Specifically, content identification apparatus, can be according to certain plan when obtaining the Text eigenvector of text to be identified
Slightly obtaining, in a kind of situation, text to be identified first can be carried out word segmentation processing by content identification apparatus, it obtain multiple participles,
And according to the corresponding relationship of preset participle and vector, the corresponding vector of multiple participles is determined respectively;Finally again with multiple participles
Corresponding vector is combined into the Text eigenvector of text to be identified.
Wherein, the corresponding relationship of preset participle and vector is to be arranged in content identification apparatus in advance, is indicated each
Corresponding vector is segmented, can be obtained according to a large amount of samples of text, specifically, multiple samples of text are divided respectively
Word, and multiple participles of the frequency of occurrences in multiple samples of text higher (for example the frequency of occurrences is greater than a certain threshold value) are counted, and
The vector of this multiple participle is respectively set, the corresponding relationship respectively with vector is stored into content identification apparatus.

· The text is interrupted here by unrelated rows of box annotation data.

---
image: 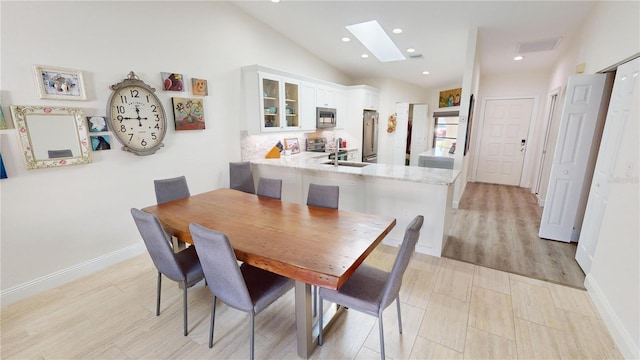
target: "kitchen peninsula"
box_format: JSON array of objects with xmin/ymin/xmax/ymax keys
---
[{"xmin": 251, "ymin": 153, "xmax": 460, "ymax": 257}]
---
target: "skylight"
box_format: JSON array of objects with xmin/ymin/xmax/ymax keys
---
[{"xmin": 347, "ymin": 20, "xmax": 406, "ymax": 62}]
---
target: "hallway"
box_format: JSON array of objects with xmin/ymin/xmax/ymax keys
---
[{"xmin": 442, "ymin": 182, "xmax": 585, "ymax": 289}]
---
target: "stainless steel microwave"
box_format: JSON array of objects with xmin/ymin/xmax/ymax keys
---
[{"xmin": 316, "ymin": 107, "xmax": 336, "ymax": 129}]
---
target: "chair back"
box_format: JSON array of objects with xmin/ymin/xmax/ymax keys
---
[
  {"xmin": 189, "ymin": 223, "xmax": 253, "ymax": 312},
  {"xmin": 380, "ymin": 215, "xmax": 424, "ymax": 309},
  {"xmin": 257, "ymin": 177, "xmax": 282, "ymax": 199},
  {"xmin": 229, "ymin": 161, "xmax": 256, "ymax": 194},
  {"xmin": 153, "ymin": 176, "xmax": 191, "ymax": 204},
  {"xmin": 131, "ymin": 208, "xmax": 185, "ymax": 281},
  {"xmin": 307, "ymin": 184, "xmax": 340, "ymax": 209}
]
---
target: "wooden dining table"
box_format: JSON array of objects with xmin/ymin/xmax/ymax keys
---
[{"xmin": 142, "ymin": 189, "xmax": 396, "ymax": 358}]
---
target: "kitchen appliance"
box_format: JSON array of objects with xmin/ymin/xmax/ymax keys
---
[
  {"xmin": 316, "ymin": 107, "xmax": 336, "ymax": 129},
  {"xmin": 362, "ymin": 110, "xmax": 380, "ymax": 163}
]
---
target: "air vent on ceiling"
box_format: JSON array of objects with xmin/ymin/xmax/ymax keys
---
[{"xmin": 516, "ymin": 37, "xmax": 562, "ymax": 54}]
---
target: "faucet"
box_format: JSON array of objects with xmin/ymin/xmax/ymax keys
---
[{"xmin": 334, "ymin": 138, "xmax": 340, "ymax": 167}]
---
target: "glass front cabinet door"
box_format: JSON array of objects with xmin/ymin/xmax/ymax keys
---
[{"xmin": 259, "ymin": 73, "xmax": 300, "ymax": 132}]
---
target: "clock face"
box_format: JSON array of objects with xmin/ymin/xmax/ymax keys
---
[{"xmin": 107, "ymin": 85, "xmax": 167, "ymax": 155}]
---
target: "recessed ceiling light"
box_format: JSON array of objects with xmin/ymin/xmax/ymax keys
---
[{"xmin": 347, "ymin": 20, "xmax": 406, "ymax": 62}]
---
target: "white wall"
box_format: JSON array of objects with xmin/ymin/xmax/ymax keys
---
[
  {"xmin": 572, "ymin": 1, "xmax": 640, "ymax": 359},
  {"xmin": 0, "ymin": 1, "xmax": 350, "ymax": 305}
]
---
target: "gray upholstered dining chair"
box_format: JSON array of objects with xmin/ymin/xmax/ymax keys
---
[
  {"xmin": 189, "ymin": 223, "xmax": 294, "ymax": 359},
  {"xmin": 257, "ymin": 177, "xmax": 282, "ymax": 199},
  {"xmin": 318, "ymin": 215, "xmax": 424, "ymax": 359},
  {"xmin": 307, "ymin": 183, "xmax": 340, "ymax": 316},
  {"xmin": 229, "ymin": 161, "xmax": 256, "ymax": 194},
  {"xmin": 307, "ymin": 183, "xmax": 340, "ymax": 209},
  {"xmin": 153, "ymin": 176, "xmax": 191, "ymax": 252},
  {"xmin": 131, "ymin": 208, "xmax": 204, "ymax": 336},
  {"xmin": 153, "ymin": 176, "xmax": 191, "ymax": 204}
]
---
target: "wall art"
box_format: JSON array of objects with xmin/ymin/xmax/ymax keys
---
[
  {"xmin": 172, "ymin": 98, "xmax": 205, "ymax": 130},
  {"xmin": 191, "ymin": 78, "xmax": 209, "ymax": 96},
  {"xmin": 33, "ymin": 65, "xmax": 87, "ymax": 100},
  {"xmin": 161, "ymin": 72, "xmax": 184, "ymax": 91},
  {"xmin": 439, "ymin": 88, "xmax": 462, "ymax": 108}
]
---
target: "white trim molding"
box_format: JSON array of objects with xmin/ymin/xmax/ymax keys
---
[
  {"xmin": 584, "ymin": 274, "xmax": 640, "ymax": 359},
  {"xmin": 0, "ymin": 242, "xmax": 146, "ymax": 307}
]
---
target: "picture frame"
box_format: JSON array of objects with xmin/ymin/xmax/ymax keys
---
[
  {"xmin": 33, "ymin": 65, "xmax": 87, "ymax": 101},
  {"xmin": 191, "ymin": 78, "xmax": 209, "ymax": 96},
  {"xmin": 284, "ymin": 138, "xmax": 300, "ymax": 154},
  {"xmin": 438, "ymin": 88, "xmax": 462, "ymax": 108},
  {"xmin": 171, "ymin": 97, "xmax": 205, "ymax": 131}
]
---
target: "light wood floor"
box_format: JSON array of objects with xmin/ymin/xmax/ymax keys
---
[
  {"xmin": 442, "ymin": 183, "xmax": 585, "ymax": 289},
  {"xmin": 0, "ymin": 245, "xmax": 622, "ymax": 359}
]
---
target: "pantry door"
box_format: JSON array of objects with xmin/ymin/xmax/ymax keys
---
[{"xmin": 476, "ymin": 98, "xmax": 534, "ymax": 186}]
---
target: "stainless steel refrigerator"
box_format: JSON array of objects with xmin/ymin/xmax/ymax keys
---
[{"xmin": 362, "ymin": 110, "xmax": 380, "ymax": 163}]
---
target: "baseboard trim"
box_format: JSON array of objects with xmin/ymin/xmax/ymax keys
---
[
  {"xmin": 584, "ymin": 274, "xmax": 640, "ymax": 359},
  {"xmin": 0, "ymin": 242, "xmax": 145, "ymax": 307}
]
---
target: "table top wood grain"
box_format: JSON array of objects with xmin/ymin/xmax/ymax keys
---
[{"xmin": 142, "ymin": 189, "xmax": 396, "ymax": 289}]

In this case, content identification apparatus, can be by point of text to be identified during determining Text eigenvector
Word is compared with the participle in preset corresponding relationship, so that it is determined that the vector of participle.If a certain participle of text to be identified
It is all inconsistent with all participles in corresponding relationship, it can determine that the corresponding vector of the participle is a certain specific vector, this is specific
Vector can be to be stored into content identification apparatus in advance.

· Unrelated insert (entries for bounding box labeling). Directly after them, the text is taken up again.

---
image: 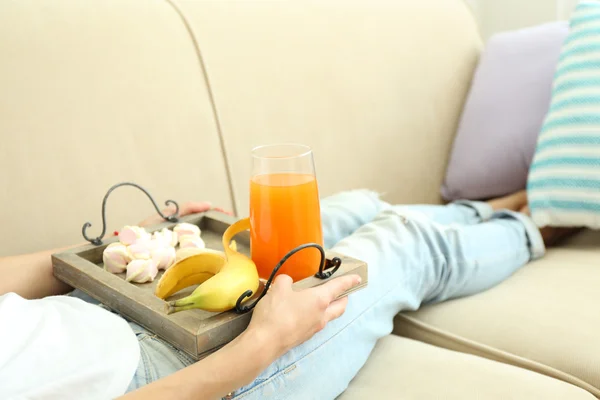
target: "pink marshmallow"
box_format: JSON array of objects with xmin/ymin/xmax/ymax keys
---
[{"xmin": 173, "ymin": 222, "xmax": 200, "ymax": 240}]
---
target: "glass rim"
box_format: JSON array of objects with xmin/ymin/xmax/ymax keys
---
[{"xmin": 251, "ymin": 143, "xmax": 312, "ymax": 160}]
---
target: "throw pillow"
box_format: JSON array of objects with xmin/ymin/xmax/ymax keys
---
[
  {"xmin": 441, "ymin": 21, "xmax": 568, "ymax": 200},
  {"xmin": 527, "ymin": 1, "xmax": 600, "ymax": 228}
]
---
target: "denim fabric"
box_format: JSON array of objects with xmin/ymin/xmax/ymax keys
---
[{"xmin": 122, "ymin": 191, "xmax": 544, "ymax": 400}]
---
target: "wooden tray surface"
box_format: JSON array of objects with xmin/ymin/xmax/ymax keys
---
[{"xmin": 52, "ymin": 211, "xmax": 368, "ymax": 359}]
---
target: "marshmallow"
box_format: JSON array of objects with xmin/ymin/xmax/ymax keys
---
[
  {"xmin": 173, "ymin": 222, "xmax": 200, "ymax": 241},
  {"xmin": 152, "ymin": 228, "xmax": 178, "ymax": 247},
  {"xmin": 102, "ymin": 243, "xmax": 131, "ymax": 274},
  {"xmin": 179, "ymin": 235, "xmax": 206, "ymax": 249},
  {"xmin": 127, "ymin": 239, "xmax": 152, "ymax": 260},
  {"xmin": 152, "ymin": 246, "xmax": 175, "ymax": 270},
  {"xmin": 119, "ymin": 226, "xmax": 150, "ymax": 246},
  {"xmin": 125, "ymin": 260, "xmax": 158, "ymax": 283}
]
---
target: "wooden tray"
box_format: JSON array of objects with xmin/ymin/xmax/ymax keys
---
[{"xmin": 52, "ymin": 211, "xmax": 368, "ymax": 359}]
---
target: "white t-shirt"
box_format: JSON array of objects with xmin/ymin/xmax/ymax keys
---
[{"xmin": 0, "ymin": 293, "xmax": 140, "ymax": 400}]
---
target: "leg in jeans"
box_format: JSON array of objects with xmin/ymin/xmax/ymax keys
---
[
  {"xmin": 129, "ymin": 191, "xmax": 543, "ymax": 399},
  {"xmin": 229, "ymin": 203, "xmax": 544, "ymax": 400},
  {"xmin": 321, "ymin": 190, "xmax": 493, "ymax": 249}
]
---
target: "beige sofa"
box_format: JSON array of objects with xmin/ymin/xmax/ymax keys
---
[{"xmin": 0, "ymin": 0, "xmax": 600, "ymax": 400}]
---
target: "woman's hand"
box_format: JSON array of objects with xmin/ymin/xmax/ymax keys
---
[{"xmin": 247, "ymin": 275, "xmax": 360, "ymax": 358}]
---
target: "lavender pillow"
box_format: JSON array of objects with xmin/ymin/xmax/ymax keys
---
[{"xmin": 442, "ymin": 21, "xmax": 569, "ymax": 200}]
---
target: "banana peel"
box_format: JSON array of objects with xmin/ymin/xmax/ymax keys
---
[{"xmin": 164, "ymin": 218, "xmax": 259, "ymax": 314}]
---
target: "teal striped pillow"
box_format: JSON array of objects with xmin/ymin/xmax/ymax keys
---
[{"xmin": 527, "ymin": 1, "xmax": 600, "ymax": 228}]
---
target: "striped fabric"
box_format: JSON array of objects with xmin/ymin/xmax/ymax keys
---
[{"xmin": 524, "ymin": 1, "xmax": 600, "ymax": 228}]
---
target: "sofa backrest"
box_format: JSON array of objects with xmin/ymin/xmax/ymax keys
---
[{"xmin": 0, "ymin": 0, "xmax": 481, "ymax": 256}]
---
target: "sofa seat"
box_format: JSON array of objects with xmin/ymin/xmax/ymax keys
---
[
  {"xmin": 395, "ymin": 231, "xmax": 600, "ymax": 397},
  {"xmin": 338, "ymin": 335, "xmax": 594, "ymax": 400}
]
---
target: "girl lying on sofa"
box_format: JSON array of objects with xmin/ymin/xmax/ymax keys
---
[{"xmin": 0, "ymin": 190, "xmax": 568, "ymax": 400}]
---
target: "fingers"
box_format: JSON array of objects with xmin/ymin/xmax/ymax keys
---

It should be noted that in other cases, content identification apparatus can also use other coding methods, obtain wait know
The Text eigenvector of other text, herein without repeating.

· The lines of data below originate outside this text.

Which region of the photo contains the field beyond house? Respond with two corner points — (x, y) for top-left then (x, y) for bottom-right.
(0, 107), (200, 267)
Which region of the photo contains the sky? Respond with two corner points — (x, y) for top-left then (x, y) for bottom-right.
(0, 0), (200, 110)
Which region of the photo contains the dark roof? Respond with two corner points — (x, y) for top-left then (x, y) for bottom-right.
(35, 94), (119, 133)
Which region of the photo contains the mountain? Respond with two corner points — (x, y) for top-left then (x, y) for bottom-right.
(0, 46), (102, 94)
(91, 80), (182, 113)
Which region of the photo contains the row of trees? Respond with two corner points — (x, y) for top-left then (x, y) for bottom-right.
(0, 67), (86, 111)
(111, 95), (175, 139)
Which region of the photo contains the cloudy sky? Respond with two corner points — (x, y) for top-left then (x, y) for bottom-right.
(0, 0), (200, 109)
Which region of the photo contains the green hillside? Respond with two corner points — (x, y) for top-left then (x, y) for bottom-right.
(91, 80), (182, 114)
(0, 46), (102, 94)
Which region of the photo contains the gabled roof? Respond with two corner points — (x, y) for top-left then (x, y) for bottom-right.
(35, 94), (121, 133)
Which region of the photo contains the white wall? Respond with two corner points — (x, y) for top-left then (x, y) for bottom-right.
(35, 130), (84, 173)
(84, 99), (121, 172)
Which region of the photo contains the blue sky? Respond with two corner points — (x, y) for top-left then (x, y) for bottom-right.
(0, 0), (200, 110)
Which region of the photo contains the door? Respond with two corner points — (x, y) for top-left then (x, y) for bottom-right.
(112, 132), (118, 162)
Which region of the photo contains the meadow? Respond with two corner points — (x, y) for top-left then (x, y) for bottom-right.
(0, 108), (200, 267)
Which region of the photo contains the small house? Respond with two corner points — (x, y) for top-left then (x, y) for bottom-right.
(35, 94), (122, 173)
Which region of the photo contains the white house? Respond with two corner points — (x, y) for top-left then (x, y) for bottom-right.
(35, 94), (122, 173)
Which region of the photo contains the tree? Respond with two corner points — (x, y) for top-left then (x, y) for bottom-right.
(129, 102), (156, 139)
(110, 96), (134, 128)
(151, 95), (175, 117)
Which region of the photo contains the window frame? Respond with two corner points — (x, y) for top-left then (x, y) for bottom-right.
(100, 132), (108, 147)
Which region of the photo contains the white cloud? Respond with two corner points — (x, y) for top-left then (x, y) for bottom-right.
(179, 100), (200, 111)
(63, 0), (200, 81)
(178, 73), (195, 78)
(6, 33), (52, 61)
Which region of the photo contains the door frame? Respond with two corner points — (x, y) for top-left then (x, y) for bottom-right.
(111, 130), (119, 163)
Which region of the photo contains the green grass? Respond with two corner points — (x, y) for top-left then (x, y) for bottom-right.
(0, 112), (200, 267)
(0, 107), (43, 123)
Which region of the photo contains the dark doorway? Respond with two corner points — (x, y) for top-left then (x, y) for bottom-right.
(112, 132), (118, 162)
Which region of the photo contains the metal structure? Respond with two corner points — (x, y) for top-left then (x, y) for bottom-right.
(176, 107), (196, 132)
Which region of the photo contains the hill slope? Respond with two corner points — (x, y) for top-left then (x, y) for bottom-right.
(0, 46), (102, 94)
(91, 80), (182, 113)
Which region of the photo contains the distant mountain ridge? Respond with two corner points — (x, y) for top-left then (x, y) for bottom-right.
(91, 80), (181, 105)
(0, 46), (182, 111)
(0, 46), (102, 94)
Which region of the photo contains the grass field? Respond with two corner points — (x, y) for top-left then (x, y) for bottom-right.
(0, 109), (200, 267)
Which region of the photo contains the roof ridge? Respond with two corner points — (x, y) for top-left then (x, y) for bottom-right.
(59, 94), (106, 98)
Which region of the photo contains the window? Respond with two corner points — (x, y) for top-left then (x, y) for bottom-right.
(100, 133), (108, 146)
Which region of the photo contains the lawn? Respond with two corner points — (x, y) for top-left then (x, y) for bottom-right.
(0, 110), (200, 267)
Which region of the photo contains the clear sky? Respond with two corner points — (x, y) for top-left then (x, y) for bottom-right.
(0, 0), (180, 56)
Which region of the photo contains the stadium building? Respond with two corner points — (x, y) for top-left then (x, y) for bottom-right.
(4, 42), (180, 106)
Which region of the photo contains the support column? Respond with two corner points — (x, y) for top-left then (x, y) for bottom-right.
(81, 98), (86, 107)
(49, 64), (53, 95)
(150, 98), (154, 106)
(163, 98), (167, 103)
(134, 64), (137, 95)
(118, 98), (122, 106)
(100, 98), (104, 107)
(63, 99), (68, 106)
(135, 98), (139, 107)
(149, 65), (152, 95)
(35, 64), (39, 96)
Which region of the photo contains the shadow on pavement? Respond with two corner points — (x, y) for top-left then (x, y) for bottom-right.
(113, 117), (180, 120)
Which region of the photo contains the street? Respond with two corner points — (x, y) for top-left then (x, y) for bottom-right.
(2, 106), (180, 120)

Step 102, according to preset feature extraction strategy and above-mentioned Text eigenvector, it is corresponding to obtain text to be identified
Multiple feature subvectors.This multiple feature subvector can indicate entire text to be identified after combining, i.e. feature to
Amount can indicate some region of text in text to be identified, and can have the information of overlapping between adjacent feature subvector.
Specifically, in a kind of situation, content identification apparatus can directly according to the feature extraction strategy of certain sliding window,
Feature extraction is carried out to Text eigenvector, obtains multiple feature subvectors.If Text eigenvector includes multiple participles
Vector, when carrying out feature extraction, can in the vector of all participles of each sliding window, extract a certain participle to
Amount, obtains a feature subvector.Wherein, the length of each sliding window and sliding step can be the same or different.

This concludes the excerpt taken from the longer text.